Il Comitato dei saggi individuato da Luigi Di Maio per analizzare convergenze e divergenze di programma ha partorito un topolino piccolo piccolo

In mezzo a tanta vaghezza il “diavoletto” si nasconde in un rapido passaggio a pagina 12. Qui si dice che “le forze politiche protagoniste dell’accordo”, semmai dovesse essere raggiunto, “si impegnano anzitutto a nominare dieci gruppi di lavoro che avranno il compito di approfondire e precisare gli obiettivi e gli strumenti di azione previsti nell’accordo” stesso. Con tutto il tempo che si sta perdendo per trovare un Governo, vien da dire, ci mancherebbe solo la costituzione di altri 10 gruppi di lavoro. Ma tant’è. La realtà è che il Comitato dei saggi presieduti dall’amministrativista Giacinto della Cananea, individuato da Luigi Di Maio per analizzare convergenze e divergenze di programma tra 5 Stelle, Lega e Pd, alla fine ha partorito un topolino piccolo piccolo. Dai contenuti così vaghi da non scontentare nessuno. Il documento, ribattezzato “un accordo per il Governo dell’Italia”, dovrebbe idealmente essere sottoscritto tra i 5 Stelle e chi ci sta. Dieci i punti qualificanti, sui quali convergerebbe qualsiasi essere umano.

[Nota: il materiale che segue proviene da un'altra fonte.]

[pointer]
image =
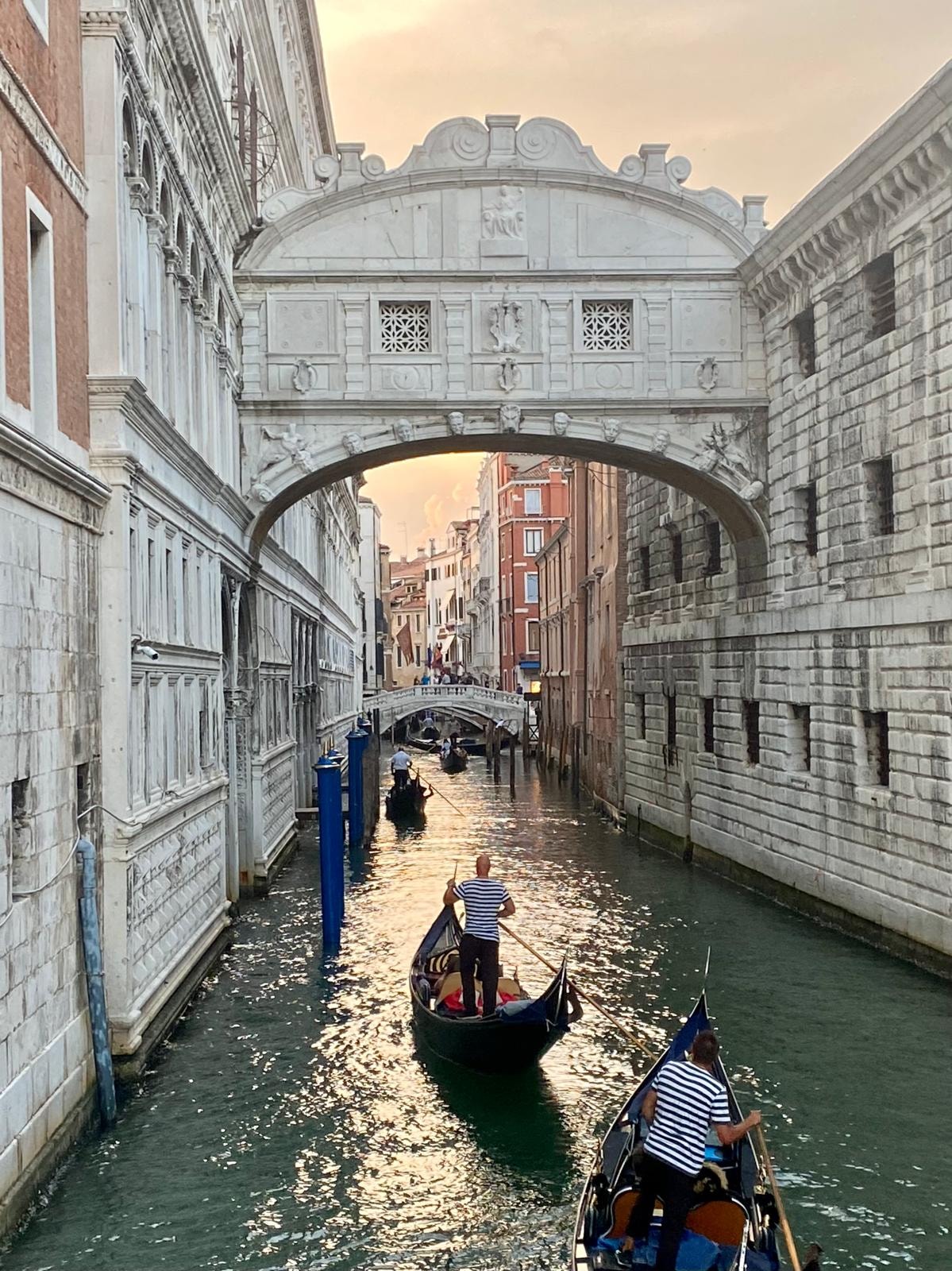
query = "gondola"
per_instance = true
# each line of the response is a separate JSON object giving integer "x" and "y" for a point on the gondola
{"x": 454, "y": 760}
{"x": 516, "y": 1036}
{"x": 407, "y": 802}
{"x": 734, "y": 1224}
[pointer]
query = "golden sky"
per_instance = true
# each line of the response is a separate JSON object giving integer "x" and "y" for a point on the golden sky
{"x": 764, "y": 97}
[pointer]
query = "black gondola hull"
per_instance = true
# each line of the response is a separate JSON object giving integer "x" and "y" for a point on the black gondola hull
{"x": 493, "y": 1045}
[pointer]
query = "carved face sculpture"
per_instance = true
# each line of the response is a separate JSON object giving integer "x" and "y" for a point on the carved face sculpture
{"x": 510, "y": 415}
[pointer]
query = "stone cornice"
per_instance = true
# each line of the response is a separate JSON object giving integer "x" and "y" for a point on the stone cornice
{"x": 899, "y": 165}
{"x": 310, "y": 35}
{"x": 33, "y": 122}
{"x": 48, "y": 463}
{"x": 130, "y": 397}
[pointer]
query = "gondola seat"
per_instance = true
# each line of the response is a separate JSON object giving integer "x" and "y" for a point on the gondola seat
{"x": 725, "y": 1222}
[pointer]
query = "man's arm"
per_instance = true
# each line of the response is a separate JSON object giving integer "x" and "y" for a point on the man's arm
{"x": 729, "y": 1134}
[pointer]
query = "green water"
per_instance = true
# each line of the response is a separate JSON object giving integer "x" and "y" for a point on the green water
{"x": 291, "y": 1122}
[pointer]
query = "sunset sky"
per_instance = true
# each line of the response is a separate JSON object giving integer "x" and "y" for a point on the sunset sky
{"x": 763, "y": 99}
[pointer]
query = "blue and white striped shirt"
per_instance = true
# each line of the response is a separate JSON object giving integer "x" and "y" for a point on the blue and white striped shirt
{"x": 691, "y": 1099}
{"x": 484, "y": 899}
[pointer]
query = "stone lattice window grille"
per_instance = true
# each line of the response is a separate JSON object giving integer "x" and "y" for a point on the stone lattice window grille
{"x": 607, "y": 326}
{"x": 404, "y": 327}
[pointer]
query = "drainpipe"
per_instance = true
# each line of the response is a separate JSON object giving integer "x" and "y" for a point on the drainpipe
{"x": 95, "y": 987}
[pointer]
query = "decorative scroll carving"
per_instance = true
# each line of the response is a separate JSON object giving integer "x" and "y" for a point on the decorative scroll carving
{"x": 510, "y": 417}
{"x": 305, "y": 377}
{"x": 506, "y": 326}
{"x": 506, "y": 218}
{"x": 708, "y": 374}
{"x": 510, "y": 375}
{"x": 727, "y": 446}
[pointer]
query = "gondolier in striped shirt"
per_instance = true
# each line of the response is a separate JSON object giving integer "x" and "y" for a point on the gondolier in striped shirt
{"x": 684, "y": 1101}
{"x": 486, "y": 900}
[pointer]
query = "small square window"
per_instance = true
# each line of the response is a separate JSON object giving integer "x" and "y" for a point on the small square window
{"x": 751, "y": 730}
{"x": 876, "y": 726}
{"x": 880, "y": 496}
{"x": 533, "y": 504}
{"x": 805, "y": 342}
{"x": 801, "y": 749}
{"x": 880, "y": 281}
{"x": 708, "y": 724}
{"x": 607, "y": 326}
{"x": 404, "y": 327}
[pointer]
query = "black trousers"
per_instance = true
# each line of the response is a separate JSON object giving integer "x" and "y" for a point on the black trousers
{"x": 486, "y": 952}
{"x": 676, "y": 1192}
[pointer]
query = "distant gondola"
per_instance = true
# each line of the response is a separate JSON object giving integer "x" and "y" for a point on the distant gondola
{"x": 734, "y": 1211}
{"x": 454, "y": 760}
{"x": 407, "y": 802}
{"x": 516, "y": 1036}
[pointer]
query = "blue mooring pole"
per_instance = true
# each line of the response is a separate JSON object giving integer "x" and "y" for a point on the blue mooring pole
{"x": 327, "y": 772}
{"x": 95, "y": 985}
{"x": 357, "y": 745}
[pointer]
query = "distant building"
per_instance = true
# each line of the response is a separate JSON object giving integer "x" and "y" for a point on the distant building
{"x": 408, "y": 632}
{"x": 533, "y": 500}
{"x": 582, "y": 578}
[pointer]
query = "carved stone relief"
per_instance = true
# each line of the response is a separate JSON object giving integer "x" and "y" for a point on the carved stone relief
{"x": 510, "y": 375}
{"x": 510, "y": 417}
{"x": 506, "y": 326}
{"x": 708, "y": 375}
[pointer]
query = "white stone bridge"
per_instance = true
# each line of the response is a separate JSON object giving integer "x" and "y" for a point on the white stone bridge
{"x": 469, "y": 702}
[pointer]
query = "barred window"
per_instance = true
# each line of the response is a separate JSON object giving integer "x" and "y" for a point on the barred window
{"x": 607, "y": 326}
{"x": 404, "y": 327}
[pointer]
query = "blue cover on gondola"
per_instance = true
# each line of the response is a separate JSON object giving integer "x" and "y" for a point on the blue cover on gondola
{"x": 522, "y": 1014}
{"x": 696, "y": 1254}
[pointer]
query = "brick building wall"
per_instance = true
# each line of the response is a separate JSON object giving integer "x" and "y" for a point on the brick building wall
{"x": 50, "y": 514}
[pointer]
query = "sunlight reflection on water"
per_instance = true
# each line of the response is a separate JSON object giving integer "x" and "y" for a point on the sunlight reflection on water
{"x": 295, "y": 1124}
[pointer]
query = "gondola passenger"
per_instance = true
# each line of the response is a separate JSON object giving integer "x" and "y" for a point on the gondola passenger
{"x": 399, "y": 767}
{"x": 486, "y": 900}
{"x": 684, "y": 1101}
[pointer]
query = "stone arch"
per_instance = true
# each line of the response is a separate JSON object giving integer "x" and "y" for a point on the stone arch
{"x": 511, "y": 245}
{"x": 130, "y": 139}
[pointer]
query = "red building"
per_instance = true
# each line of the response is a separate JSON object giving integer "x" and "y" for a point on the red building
{"x": 533, "y": 501}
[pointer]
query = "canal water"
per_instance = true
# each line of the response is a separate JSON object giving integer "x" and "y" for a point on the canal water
{"x": 292, "y": 1125}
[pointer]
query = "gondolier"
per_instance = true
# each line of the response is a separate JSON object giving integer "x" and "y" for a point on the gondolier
{"x": 684, "y": 1101}
{"x": 399, "y": 767}
{"x": 486, "y": 900}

I punti – Si va dal “costruire un futuro per i giovani e le famiglie” a “contrastare efficacemente povertà e disoccupazione”, dal “ridurre gli squilibri territoriali” alla “sicurezza e giustizia per tutti”, dal “difendere e rafforzare il Servizio sanitario nazionale”, al “proteggere le imprese, incoraggiare l’innovazione”, dal “nuovo rapporto tra fisco e cittadino” a “investire nelle infrastrutture”, dal “proteggere dai rischi, salvaguardare l’ambiente” a “un’amministrazione efficiente e trasparente, con tagli agli sprechi”. Se poi si va a leggere nei contenuti dei singoli paragrafi gli obiettivi sono esposti altrettanto genericamente, anche nei punti qualificanti: “le parti concordano sull’urgenza di costruire un futuro per i giovani”; “le parti condividono la necessità di associare il sostegno al reddito alla promozione dell’attivazione (per la ricerca di un nuovo lavoro, ndr)”; “le parti concordano sull’intensificazione e sul miglioramento dello scambio di informazioni con i partner europei e sul coordinamento delle azioni delle forze di polizia e di intelligence”. Insomma, un festival delle banalità, tanto più se si considera che ci ha lavorato un comitato scientifico con 7 membri: oltre a della Cananea ci sono Elena Granaglia e Fabio Giulio Grandis di Roma Tre, Leonardo Morlino della Luiss, Gustavo Piga di Tor Vergata e Andrea Riggio di Cassino, coadiuvati da Angela Ferrari Zumbini della Federico II. In più lo stesso Comitato si è avvalso della collaborazione di altri 7 esperti (Sergio Benedetto, Francesco Bilancia, Antonio Carullo, Giovanna De Minico, Marco Ponti, Marina Ruggieri e Lorenzo Zoppoli).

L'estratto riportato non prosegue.